In the case of our experiment, some savvy customers might not have trusted our ads or website. Your Facebook ads need to have a strong sense of legitimacy, especially if you are trying to build your brand. Facebook users see a lot of ads, and they will skip over something that doesn’t look professional or worthwhile.
What actually works
We would bet this Under Armour ad that boasts free shipping did a lot better than La Lune Beauty’s free sample ad, or DressLily’s 80% off.
They have a free shipping promotion as part of their ad, but it isn’t the focus. They have a sense of urgency, stating “Get It Before It’s Gone.” Instead of using a specific percent off, they say “outlet” and “priced to perform,” which lets a customer know that items aren’t full price, but doesn’t immediately set off alarms bells. It also doesn’t hurt that they have amazing brand recognition, either.
The bottom line is that you want to make your product’s value clear, and giving it away can send the wrong message. If your product is really valuable, is the customer being tricked by your free giveaway somehow? If everyone can have it, is it really valuable? Is there a catch that will pop up when you try to get your free sample?
This is a critical underpinning of business that extends beyond giving away free samples. Understanding the value your business provides, and pricing your services or products to correctly reflect that can be crucial to growing your business and attracting customers.
For example, Price Intelligently, a company that specializes in pricing strategy, realized that discounting was causing their software customers a 30% decrease in long term value from their customers. Discounting just didn’t pay off the same dividends for software sales as it did for retail stores.
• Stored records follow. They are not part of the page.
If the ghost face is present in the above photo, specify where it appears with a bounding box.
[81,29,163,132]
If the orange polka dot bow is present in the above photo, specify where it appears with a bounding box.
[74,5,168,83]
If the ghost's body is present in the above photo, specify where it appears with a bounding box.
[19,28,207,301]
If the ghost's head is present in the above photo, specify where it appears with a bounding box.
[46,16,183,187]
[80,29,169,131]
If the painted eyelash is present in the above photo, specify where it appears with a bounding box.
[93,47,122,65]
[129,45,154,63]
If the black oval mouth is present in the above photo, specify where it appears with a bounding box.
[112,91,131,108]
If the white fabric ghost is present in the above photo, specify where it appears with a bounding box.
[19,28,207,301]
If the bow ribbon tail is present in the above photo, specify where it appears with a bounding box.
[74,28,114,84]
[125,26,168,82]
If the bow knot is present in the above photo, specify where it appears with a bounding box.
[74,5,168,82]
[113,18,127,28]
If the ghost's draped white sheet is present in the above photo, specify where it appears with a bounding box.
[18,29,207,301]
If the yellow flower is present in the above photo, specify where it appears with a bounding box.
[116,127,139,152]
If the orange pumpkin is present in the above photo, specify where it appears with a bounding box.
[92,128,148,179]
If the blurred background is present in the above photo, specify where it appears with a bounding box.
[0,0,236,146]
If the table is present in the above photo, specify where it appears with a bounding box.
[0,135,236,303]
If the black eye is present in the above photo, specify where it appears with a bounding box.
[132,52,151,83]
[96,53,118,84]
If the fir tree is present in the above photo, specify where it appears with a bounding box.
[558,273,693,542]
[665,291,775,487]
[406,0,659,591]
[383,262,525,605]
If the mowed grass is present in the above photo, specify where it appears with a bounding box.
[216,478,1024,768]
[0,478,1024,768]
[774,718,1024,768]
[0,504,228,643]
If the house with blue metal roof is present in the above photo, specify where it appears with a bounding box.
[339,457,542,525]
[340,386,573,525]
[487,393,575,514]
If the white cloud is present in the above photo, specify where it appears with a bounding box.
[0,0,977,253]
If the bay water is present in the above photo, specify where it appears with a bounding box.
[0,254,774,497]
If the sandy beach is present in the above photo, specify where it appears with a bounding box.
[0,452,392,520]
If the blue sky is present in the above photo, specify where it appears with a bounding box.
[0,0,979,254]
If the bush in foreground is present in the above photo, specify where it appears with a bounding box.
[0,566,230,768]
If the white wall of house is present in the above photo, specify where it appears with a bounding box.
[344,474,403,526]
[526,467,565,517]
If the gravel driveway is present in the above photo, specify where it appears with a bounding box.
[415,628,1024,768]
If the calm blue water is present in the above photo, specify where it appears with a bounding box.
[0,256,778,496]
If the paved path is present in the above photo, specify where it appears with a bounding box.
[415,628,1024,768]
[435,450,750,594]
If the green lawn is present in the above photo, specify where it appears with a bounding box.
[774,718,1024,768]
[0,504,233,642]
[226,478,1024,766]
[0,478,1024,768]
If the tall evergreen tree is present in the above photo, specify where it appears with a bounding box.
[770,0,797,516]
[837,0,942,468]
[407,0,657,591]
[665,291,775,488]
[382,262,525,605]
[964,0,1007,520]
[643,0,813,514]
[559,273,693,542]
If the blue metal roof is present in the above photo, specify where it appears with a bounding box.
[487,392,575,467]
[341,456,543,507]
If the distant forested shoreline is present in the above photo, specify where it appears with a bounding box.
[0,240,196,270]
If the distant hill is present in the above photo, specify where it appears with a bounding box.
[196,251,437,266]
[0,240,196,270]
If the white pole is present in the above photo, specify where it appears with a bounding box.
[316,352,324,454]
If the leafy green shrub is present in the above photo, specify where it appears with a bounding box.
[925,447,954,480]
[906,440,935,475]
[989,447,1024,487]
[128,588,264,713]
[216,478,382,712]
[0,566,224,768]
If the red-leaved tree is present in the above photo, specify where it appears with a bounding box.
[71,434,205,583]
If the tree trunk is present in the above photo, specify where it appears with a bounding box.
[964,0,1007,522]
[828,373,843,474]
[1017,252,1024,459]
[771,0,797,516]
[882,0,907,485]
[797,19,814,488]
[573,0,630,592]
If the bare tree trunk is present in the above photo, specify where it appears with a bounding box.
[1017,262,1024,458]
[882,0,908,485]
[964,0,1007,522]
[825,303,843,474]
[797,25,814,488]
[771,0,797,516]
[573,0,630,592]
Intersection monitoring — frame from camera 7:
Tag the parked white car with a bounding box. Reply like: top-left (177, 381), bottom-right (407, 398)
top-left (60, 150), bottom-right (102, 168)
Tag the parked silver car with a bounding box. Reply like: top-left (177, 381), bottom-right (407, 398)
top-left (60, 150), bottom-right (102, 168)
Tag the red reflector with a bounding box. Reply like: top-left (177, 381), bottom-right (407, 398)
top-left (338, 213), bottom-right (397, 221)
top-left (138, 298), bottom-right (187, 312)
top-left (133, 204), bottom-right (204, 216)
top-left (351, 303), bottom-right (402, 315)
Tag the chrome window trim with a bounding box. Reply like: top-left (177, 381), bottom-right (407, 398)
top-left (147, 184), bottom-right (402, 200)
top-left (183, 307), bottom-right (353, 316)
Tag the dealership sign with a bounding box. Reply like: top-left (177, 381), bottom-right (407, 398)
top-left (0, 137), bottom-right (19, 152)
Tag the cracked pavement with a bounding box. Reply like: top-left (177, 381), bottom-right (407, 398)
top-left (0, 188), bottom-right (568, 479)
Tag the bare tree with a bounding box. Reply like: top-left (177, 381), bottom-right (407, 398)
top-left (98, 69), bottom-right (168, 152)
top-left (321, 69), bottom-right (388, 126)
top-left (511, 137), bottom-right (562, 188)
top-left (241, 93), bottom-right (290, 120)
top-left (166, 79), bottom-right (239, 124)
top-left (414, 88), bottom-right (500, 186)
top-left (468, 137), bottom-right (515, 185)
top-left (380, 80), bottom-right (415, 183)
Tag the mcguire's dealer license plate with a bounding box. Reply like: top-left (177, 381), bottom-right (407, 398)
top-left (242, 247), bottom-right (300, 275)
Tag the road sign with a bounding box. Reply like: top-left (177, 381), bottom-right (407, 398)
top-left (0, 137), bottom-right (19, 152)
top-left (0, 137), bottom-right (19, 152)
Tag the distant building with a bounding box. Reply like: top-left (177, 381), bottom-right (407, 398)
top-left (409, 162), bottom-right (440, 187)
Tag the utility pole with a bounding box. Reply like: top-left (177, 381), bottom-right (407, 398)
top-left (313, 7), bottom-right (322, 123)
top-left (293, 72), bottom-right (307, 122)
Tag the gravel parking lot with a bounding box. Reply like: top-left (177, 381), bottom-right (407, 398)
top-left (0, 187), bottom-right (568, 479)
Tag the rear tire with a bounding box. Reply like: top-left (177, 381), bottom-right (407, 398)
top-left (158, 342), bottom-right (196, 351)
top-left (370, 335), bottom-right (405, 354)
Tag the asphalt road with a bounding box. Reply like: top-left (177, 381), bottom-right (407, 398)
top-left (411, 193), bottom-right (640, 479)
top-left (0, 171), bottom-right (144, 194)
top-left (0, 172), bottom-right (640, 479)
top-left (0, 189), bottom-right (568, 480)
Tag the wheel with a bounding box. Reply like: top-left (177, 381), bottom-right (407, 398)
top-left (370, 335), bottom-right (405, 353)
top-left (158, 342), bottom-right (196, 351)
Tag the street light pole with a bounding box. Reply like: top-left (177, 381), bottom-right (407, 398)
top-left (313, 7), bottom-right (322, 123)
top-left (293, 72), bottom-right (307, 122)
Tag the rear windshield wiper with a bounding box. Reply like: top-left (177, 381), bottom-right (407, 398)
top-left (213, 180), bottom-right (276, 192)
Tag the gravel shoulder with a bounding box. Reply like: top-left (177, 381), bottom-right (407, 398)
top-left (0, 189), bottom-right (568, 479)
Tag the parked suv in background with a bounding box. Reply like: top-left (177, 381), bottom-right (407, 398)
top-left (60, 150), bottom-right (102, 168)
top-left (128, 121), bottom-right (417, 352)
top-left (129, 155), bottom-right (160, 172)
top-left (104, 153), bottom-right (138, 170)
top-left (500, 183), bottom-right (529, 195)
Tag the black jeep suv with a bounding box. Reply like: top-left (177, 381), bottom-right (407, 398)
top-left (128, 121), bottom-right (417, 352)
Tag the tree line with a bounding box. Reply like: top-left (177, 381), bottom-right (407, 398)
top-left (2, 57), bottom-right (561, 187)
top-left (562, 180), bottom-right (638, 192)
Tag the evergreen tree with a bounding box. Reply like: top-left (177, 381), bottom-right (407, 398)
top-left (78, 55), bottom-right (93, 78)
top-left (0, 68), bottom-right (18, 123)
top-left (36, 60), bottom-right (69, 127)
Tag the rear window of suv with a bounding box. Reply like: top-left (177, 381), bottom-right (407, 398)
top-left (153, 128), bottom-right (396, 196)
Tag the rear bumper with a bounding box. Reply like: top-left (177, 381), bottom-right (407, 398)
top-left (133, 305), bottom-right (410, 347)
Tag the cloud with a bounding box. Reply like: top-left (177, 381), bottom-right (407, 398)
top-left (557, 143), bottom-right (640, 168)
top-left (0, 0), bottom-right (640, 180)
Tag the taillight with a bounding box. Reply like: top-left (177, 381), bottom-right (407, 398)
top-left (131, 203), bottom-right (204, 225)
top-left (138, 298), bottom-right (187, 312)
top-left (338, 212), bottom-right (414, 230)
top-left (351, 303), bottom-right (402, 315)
What Do I Do With My Ads Now?
The million dollar question: how can you apply what we learned to your ad strategy?
- Start A/B testing your ads. Whether it’s swapping out the picture or the CTA, pitting two versions of an ad against each other can help you optimize your ads. Plus, with AdEspresso it’s easy to keep track of and compare multiple campaigns, so you can A/B test to your heart’s content.
- Follow your instincts. We knew that “free” would be powerful in an ad campaign, so we went out to see what the result would be. Maybe you want to see if a certain tag line is more appealing, or if a different age group would respond better to your ads. Don’t shy away from your questions – use them to make your Facebook ads stronger!
- Target your ads to maximize your budget, and your marketing experiments. When you’re trying to figure out the best ad for your business, you want to be able see how your customers would actually respond to the ad. If we had marketed La Lune to everyone in the US, for example, we wouldn’t be able to know how our customers would react — and the results wouldn’t have been as accurate.
- Keep your product in mind when trying marketing ploys. Free samples are probably a great, cost-effective idea if you’re selling cheese, but maybe not if you’re advertising art supplies on Facebook. Play around with your ads to find what works.
Putting It All Together
We’ve talked about using the word “free” to hook in customers, and how free samples and discounts can affect the way people view your business, and only one thing is ultimately clear: “free” is a complicated concept. That’s part of what makes advertising so fun.
The key to free is understanding how it can benefit your business. Using free to entice or reward customers can be a great strategy, as long as you’re using it to enhance your business and not undercutting your product.
This way, you’ll be reaping the psychological rewards of free while still keeping the value of your business sky high. This kind of smart marketing will help you attract customers and will put you a step ahead of your competition.